The polymeric binding fiber 20 can be provided from a variety of thermally bonding materials, including polypropylene, polyethylene, copolyesters, nylons, polyactic acid (PLA), and bicomponent fibers (sheath/core fibers, wherein the sheath is typically a low melt polymeric material and the core is a higher temperature polymeric material), by way of example and without limitation. The polymeric binding fiber 20 is generally provided having content between 15-50 wt %, and in the example, was provided as 20 wt % bicomponent, including a polyester core and a modified polyester sheath.

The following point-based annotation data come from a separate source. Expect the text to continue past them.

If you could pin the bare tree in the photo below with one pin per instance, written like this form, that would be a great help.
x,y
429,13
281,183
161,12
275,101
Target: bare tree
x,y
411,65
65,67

In the example, the solution-based binder was provided as a modified polycarboxylic acid with a polyol diluted with water. The polyol is used primarily as a crosslinking agent while the modified polycarboxylic acid is compatible with the natural fibers of the bast fibers 18 and forms a good crosslink between the natural fibers and the melted resin of the polymeric binding fiber 20, thereby facilitating formation of an impervious or substantially impervious barrier that greatly reduces the tendency of the bast fibers 18 to absorb moisture. It is important for the binder to be solution-based, as regular dispersion based latex binders have been found to burn under the ASTM E-84 test method, and thus, do not meet the requirements for a Class A rating. The binder content can range from between 10-20 wt %, and in the example, 14 wt % binder content was used.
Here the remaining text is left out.